Critics of machine learning (ML) often point out that it can’t come close to emulating a subject-matter expert working at his or her maximum potential. Sure, ML powers our smart phones, determines which advertisements we view and soon will dominate the automobile industry through self-driving cars, but in a straight-ahead analytics competition where judgment and wisdom are required, the experienced human will always produce higher-caliber analysis than the algorithm.

However, such criticisms miss the point, says Daniel Miessler, an information-security professional and writer. Miessler writes in a recent blog post that the true value of ML to analysts and decision-makers in mission-critical security tasks is its ability to scale far beyond the capacity of a single expert, or even a roomful of them. And with most organizations very short on in-house analytical expertise, this is a major advantage.
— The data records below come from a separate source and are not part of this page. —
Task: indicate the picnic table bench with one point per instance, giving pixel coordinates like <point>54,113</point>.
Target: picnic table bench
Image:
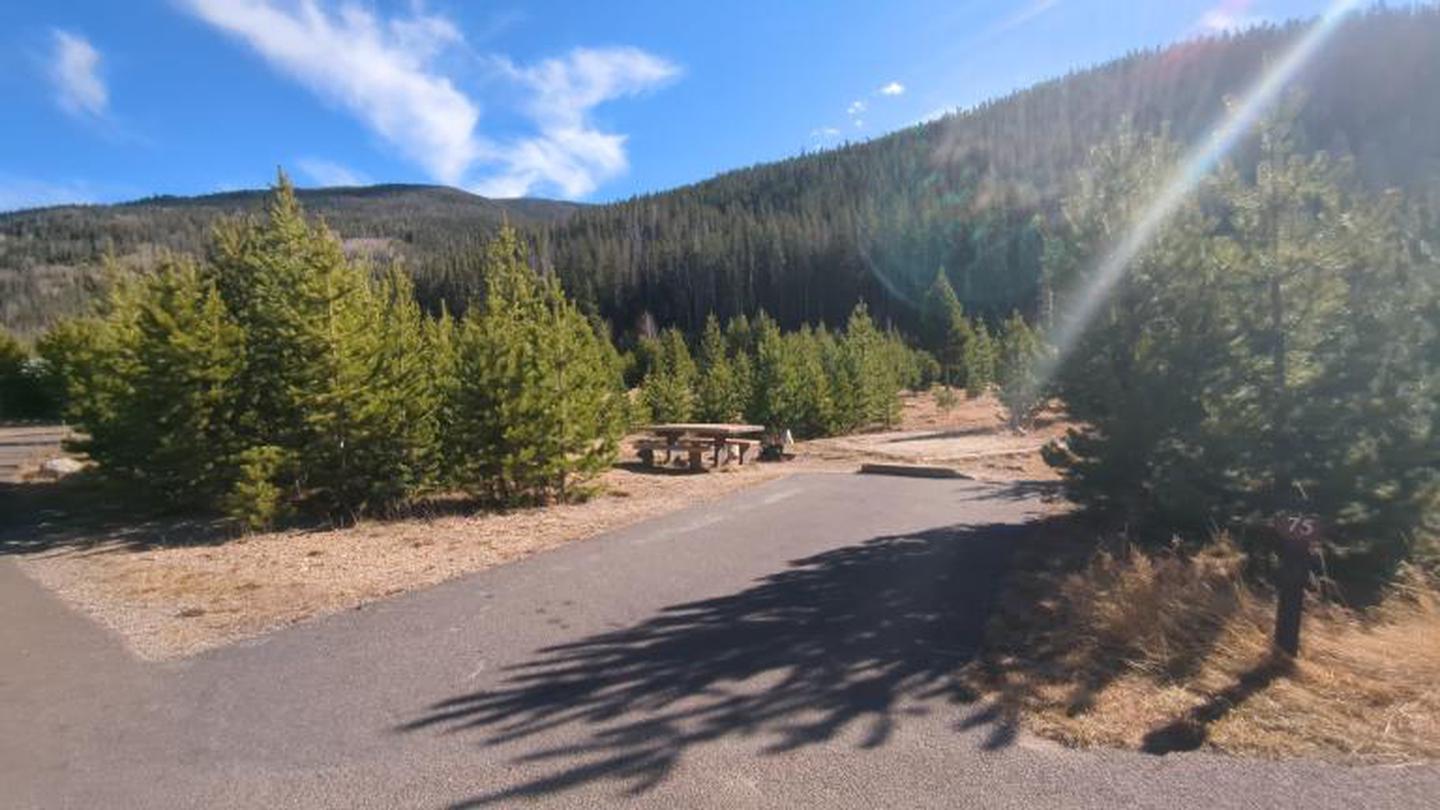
<point>694,438</point>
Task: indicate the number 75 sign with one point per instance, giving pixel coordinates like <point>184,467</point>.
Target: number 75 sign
<point>1298,528</point>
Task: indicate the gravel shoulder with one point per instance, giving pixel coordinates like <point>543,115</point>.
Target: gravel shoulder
<point>172,590</point>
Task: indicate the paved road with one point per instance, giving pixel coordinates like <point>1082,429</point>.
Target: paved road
<point>788,649</point>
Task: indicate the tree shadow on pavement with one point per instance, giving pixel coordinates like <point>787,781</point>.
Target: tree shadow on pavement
<point>841,643</point>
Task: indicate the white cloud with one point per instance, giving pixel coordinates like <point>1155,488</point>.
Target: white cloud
<point>19,192</point>
<point>330,173</point>
<point>379,71</point>
<point>75,74</point>
<point>568,150</point>
<point>386,72</point>
<point>1227,16</point>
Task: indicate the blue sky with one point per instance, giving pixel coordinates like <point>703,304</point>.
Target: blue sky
<point>105,101</point>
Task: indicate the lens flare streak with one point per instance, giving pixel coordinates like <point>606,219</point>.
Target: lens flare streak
<point>1193,169</point>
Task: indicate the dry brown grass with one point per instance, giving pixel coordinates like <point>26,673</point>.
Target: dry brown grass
<point>1172,652</point>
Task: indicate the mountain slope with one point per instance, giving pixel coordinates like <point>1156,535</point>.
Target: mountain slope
<point>51,258</point>
<point>804,237</point>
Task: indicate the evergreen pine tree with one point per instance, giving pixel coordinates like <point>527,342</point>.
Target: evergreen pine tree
<point>717,391</point>
<point>670,386</point>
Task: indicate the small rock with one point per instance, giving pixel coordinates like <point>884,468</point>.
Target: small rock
<point>59,467</point>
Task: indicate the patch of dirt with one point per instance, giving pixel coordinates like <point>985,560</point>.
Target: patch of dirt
<point>172,601</point>
<point>971,437</point>
<point>1171,652</point>
<point>174,588</point>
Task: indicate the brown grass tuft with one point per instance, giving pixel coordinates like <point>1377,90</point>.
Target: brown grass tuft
<point>1172,652</point>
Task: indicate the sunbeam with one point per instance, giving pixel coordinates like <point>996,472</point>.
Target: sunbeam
<point>1072,323</point>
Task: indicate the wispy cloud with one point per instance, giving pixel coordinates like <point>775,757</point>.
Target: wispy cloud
<point>75,75</point>
<point>330,173</point>
<point>22,192</point>
<point>568,150</point>
<point>376,69</point>
<point>1229,15</point>
<point>1020,16</point>
<point>389,74</point>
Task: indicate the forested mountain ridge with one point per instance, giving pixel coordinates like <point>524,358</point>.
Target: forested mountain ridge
<point>804,238</point>
<point>51,258</point>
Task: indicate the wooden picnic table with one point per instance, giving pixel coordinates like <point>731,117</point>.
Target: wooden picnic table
<point>719,434</point>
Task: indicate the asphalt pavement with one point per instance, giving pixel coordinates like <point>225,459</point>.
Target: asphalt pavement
<point>789,646</point>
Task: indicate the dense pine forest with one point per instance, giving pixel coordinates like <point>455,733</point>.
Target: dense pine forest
<point>52,260</point>
<point>972,193</point>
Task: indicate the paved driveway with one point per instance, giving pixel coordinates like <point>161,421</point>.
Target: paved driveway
<point>786,647</point>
“Humans being better than machines at a particular task is irrelevant when there aren’t enough humans to do the work,” Miessler notes. He estimates that perhaps 5% of companies analyze anywhere from 50-85% of the data they have available, while 90% “probably have human security analyst ratios that only allow 5-25% coverage of what they wish they were seeing and evaluating,” and the lowest percentile are looking at less than 1%, “likely because they don’t have any security analysts at all.”

We’ve often written in blogs and white papers about the ‘data paradox.’ This is the problem of having oceans of available data (which is growing exponentially every day) that is supposed to give organizations a much richer set of actionable intelligence, but which in fact merely overwhelms them with lots of noise while critical signals remain buried. The more data rolls in, the more the organization is overwhelmed and the less secure it becomes.

Enter ML, with its litany of advantages. As per Miessler:

Miessler highlights an important expectations gap in ML that causes critics to miss its true value: that of being able to operate at scale — in other words at a volume and velocity of incoming data that no human analyst, however highly experienced, could sustain for very long. It’s an advantage he calls ‘Superior Coverage,’ and he sums it up this way: “When you hear someone dismissing Machine Learning by saying humans are better, ask yourself what percentage of the data in question a potential human workforce can realistically evaluate.”

But what about that human expertise? Can that, too, be scaled? At Haystax Technology we believe the answer is yes. Before analyzing any data, we first build probabilistic models called Bayesian inference networks, which encode subjective human judgment and experience to help solve many complex problems facing security professionals today. Only then do we identify a diverse array of data sets to run through the models to prioritize risks. We call this technique ‘model first.’

Since machine-learning and rules-based systems excel at finding anomalies we use them for that exact purpose, for example flagging anomalous printer events, odd badge-in/badge-out times or the presence of an employee at an unusual location. Instead of feeding anomalies to an analyst, however, they are applied to the model, which performs the analysis. And because that model already has encoded within its nodes the inherent knowledge and judgment of those very analysts, it frees them to focus on what’s important, and to operate at a scale and speed that would be unachievable were there no model performing the analysis and prioritization for them.

As a result, our Constellation user behavior analytics (UBA) solution eases the alert overload that afflicts security analysts by eliminating many of the false positives generated by ML-based systems, and providing decision-makers with prioritized alerts of their biggest risks.

Miessler goes on to suggest that machine learning algorithms may eventually become better than human experts at analyzing complex problems, not just providing superior coverage. Perhaps, but until that time we will continue to rely on Bayesian modeling to do the heavy analytical lifting in such complex missions as detecting and preventing insider threats, financial fraud and other rare but high-consequence events.